But whether or not we have humans on Mars, we might have greenhouses there that export crops to orbit - as some forms of hydroponics are possible without introducing Earth microbes to Mars. If so you'd own the greenhouses on Mars but not the land they are built on. The land is of no value anyway until you build the greenhouse on it.
Build a habitat like this - in this case a Stanford Torus - and you would own it under the OST. To avoid the solar system becoming filled up with regions nobody can use because of ancient scrap from previous failed attempts - could add agreements on top of that that if it is abandoned for some period of time then others can take it over - say after a decade, with no habitation, or where appropriate (roving machines) no remote control from Earth or elsewhere
But if continually inhabited then others would not be permitted to move it - or build another habitat right next to it - or indeed, to enter it either, without permission of the inhabitants.
Surprisingly perhaps you could build this whole habitat, for 10,000 people, from the material in a small NEO a few hundred meters across.
Mars's moon Deimos has enough material in it to build Stanford toruses with total surface area twice the size of Switzerland or same area as the state of Oregon - and that's just the ground floor of the habitats.
This is a "for instance" - whether we should dismantle Deimos in its entirety to make habitats is another matter - but whether or not - Deimos is a tiny Moon - serves to show that there is plenty of material in NEOs or the asteroid belt - which would also be easy to transport to Mars orbits in any future with extensive space settlement, if that's what we decide to do. Asteroid belt has enough material for space settlements with total land area of a thousand times that of Earth - which could be built almost anywhere in the solar system - there are techniques that would make it easy to move this material to anywhere we need it, with almost no expenditure of fuel (and get the fuel from the asteroids anyway) with enough advance notice for your order.
If you abandon your base, say for a decade or whatever, nobody living there, not controlling it via radio or anything - then others would be able to take it over.
See Mars Pathfinder
If there is interesting life on Mars we may need to sterilize all our rovers there from early missions - in this case Sojourner, quite possibly also remove them from Mars. If that's not necessary, then they may be preserved as of historical interest in Mars parks.
Destruction of ISS in Gravity. Any habitat in space would be vulnerable to destruction by an incoming spaceship or even a large piece of debris from it.

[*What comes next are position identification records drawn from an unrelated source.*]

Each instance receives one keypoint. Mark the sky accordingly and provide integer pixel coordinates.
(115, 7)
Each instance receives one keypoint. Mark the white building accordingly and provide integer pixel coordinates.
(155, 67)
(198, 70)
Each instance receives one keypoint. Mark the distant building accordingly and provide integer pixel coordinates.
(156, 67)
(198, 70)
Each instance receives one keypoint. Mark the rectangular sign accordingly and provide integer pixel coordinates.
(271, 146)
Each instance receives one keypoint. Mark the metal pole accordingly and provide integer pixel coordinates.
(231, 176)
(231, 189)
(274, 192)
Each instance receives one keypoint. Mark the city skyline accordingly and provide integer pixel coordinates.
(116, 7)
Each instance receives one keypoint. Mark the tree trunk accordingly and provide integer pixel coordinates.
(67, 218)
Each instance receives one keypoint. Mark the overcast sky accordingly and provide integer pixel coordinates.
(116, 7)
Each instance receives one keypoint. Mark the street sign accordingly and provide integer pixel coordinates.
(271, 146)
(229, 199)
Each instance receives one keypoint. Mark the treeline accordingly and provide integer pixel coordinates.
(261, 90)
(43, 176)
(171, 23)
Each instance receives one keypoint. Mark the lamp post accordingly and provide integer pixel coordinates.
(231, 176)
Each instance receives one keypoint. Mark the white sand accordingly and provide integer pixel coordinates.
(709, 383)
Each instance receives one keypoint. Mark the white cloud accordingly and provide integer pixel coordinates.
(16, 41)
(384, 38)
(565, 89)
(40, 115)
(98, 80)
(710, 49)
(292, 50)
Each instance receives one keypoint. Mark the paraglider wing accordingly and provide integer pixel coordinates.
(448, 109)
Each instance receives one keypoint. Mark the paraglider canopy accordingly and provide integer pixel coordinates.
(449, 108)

So space wars in space in conventional sense would seem to be impossible - they would end quickly with all habitats of all those involved in the war destroyed.

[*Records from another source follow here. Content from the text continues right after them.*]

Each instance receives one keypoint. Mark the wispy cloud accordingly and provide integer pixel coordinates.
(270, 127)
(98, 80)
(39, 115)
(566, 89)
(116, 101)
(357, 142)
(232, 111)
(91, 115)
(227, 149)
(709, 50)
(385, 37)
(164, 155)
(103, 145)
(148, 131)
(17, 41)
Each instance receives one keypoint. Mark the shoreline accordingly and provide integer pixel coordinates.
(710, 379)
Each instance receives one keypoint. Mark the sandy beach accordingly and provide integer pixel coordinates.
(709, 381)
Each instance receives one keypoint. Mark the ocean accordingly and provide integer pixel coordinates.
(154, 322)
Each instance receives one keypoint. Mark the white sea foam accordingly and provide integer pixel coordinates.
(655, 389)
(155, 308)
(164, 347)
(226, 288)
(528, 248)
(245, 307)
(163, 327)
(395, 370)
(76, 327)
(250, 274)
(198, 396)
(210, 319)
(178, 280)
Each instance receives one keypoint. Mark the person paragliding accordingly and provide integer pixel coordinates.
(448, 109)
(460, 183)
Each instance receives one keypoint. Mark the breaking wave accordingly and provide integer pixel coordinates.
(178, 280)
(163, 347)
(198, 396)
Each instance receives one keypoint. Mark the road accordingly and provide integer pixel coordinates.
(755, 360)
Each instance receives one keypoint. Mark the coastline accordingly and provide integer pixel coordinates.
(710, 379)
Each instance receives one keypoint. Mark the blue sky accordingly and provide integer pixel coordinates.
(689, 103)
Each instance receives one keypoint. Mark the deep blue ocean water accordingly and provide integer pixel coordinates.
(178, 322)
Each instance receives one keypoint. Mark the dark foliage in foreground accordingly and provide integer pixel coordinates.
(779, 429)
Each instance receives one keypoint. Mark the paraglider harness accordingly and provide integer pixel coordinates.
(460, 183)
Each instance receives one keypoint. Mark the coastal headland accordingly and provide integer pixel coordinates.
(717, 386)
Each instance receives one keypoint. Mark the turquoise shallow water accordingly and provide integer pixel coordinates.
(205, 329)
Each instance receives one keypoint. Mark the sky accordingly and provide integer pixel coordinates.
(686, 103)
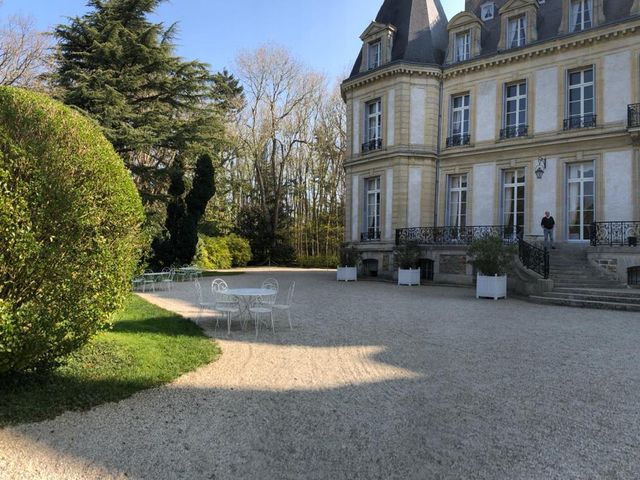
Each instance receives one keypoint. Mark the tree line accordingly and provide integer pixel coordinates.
(258, 152)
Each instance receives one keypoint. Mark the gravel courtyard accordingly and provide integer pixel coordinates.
(374, 381)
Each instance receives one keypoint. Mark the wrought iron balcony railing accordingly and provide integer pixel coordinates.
(456, 235)
(580, 121)
(633, 116)
(372, 145)
(534, 258)
(458, 140)
(515, 131)
(371, 235)
(615, 234)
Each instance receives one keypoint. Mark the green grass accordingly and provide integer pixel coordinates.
(147, 347)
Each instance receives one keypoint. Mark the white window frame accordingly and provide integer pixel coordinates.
(517, 99)
(517, 187)
(372, 205)
(455, 185)
(462, 46)
(464, 108)
(487, 11)
(520, 24)
(577, 10)
(373, 120)
(582, 86)
(374, 47)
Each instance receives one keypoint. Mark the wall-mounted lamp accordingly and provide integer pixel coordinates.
(542, 166)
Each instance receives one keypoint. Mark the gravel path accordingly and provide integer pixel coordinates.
(374, 381)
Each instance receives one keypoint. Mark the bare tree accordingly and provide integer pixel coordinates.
(23, 53)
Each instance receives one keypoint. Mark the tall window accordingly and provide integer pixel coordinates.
(517, 32)
(457, 201)
(580, 200)
(459, 128)
(463, 46)
(515, 110)
(581, 105)
(373, 208)
(373, 127)
(375, 54)
(513, 200)
(581, 14)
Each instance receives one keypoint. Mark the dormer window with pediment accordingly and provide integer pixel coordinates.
(465, 30)
(377, 45)
(579, 15)
(518, 24)
(487, 11)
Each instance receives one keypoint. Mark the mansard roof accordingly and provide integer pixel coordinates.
(421, 31)
(549, 18)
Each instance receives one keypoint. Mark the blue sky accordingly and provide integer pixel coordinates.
(323, 34)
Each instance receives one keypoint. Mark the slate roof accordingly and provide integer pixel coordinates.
(549, 19)
(421, 35)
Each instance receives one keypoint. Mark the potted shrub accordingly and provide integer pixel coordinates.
(348, 269)
(492, 258)
(408, 258)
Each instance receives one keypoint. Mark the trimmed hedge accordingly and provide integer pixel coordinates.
(70, 219)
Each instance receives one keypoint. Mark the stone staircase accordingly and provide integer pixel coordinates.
(579, 284)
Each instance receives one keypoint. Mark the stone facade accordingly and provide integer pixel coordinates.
(592, 160)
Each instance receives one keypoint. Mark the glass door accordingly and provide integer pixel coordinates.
(580, 200)
(513, 201)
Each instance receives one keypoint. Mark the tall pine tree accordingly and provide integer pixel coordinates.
(120, 68)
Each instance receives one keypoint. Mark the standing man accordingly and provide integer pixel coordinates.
(548, 224)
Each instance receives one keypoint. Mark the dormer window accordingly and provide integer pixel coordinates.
(463, 46)
(581, 15)
(375, 54)
(517, 32)
(487, 11)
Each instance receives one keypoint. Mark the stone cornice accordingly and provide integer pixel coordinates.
(548, 47)
(392, 69)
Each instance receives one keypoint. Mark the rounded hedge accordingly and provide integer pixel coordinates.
(70, 219)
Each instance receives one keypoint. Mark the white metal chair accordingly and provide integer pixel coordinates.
(202, 305)
(258, 309)
(287, 305)
(223, 302)
(148, 280)
(168, 277)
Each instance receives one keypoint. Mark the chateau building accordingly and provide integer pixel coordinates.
(485, 121)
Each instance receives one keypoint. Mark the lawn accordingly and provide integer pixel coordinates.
(147, 347)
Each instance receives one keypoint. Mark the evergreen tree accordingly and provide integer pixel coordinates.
(121, 69)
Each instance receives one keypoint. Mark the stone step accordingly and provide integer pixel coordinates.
(629, 307)
(593, 297)
(617, 292)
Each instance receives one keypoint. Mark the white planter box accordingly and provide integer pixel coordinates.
(408, 277)
(347, 274)
(491, 287)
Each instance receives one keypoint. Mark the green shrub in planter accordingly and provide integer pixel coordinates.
(349, 257)
(70, 220)
(490, 256)
(408, 255)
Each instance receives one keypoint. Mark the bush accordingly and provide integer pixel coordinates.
(349, 257)
(239, 249)
(491, 256)
(70, 219)
(213, 253)
(408, 255)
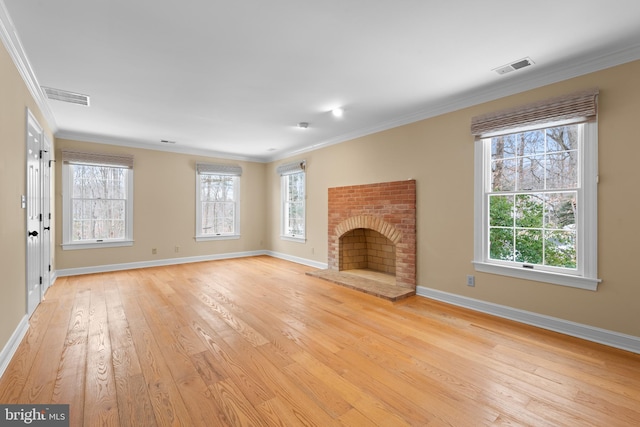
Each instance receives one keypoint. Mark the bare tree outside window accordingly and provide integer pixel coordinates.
(294, 204)
(533, 197)
(98, 202)
(218, 204)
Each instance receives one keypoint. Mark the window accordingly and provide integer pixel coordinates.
(293, 200)
(536, 193)
(97, 200)
(218, 200)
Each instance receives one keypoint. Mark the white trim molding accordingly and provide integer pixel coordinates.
(578, 330)
(298, 260)
(12, 345)
(185, 260)
(11, 41)
(155, 263)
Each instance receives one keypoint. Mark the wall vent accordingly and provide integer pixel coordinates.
(66, 96)
(517, 65)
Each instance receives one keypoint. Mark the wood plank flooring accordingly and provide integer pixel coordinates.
(257, 342)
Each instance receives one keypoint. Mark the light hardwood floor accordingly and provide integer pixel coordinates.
(255, 341)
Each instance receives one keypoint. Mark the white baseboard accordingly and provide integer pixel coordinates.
(297, 260)
(155, 263)
(12, 345)
(590, 333)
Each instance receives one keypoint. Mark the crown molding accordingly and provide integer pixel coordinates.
(529, 79)
(12, 43)
(144, 145)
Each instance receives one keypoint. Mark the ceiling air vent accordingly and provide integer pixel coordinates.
(66, 96)
(525, 62)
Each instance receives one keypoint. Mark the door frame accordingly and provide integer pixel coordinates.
(37, 261)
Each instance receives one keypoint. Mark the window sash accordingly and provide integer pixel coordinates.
(585, 275)
(81, 227)
(218, 214)
(293, 205)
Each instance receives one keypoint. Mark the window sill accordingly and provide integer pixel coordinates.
(297, 239)
(217, 237)
(587, 283)
(96, 245)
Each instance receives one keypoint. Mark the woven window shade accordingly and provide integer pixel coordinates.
(218, 169)
(293, 167)
(97, 159)
(574, 107)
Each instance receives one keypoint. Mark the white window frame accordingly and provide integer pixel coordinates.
(231, 171)
(286, 172)
(67, 191)
(585, 276)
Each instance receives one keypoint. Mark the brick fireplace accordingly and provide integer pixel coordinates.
(373, 227)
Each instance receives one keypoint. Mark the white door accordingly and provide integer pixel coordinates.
(45, 171)
(33, 207)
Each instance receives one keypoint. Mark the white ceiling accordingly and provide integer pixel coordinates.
(233, 78)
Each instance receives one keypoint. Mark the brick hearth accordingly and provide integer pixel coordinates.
(389, 210)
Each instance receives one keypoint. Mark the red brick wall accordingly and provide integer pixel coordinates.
(388, 208)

This is equally true for colonies in space or on planetary surfaces, or the Moon or asteroids - and even colonies floating in the upper Venusian atmosphere - though protected to some extent by the thick Venus atmosphere - and not so vulnerable as most space colonies to small fast moving objects which would burn up in the atmosphere - and small meteorites anyway would just puncture the habitats - still would obviously be very vulnerable to any major collisions e.g. with an incoming spaceship.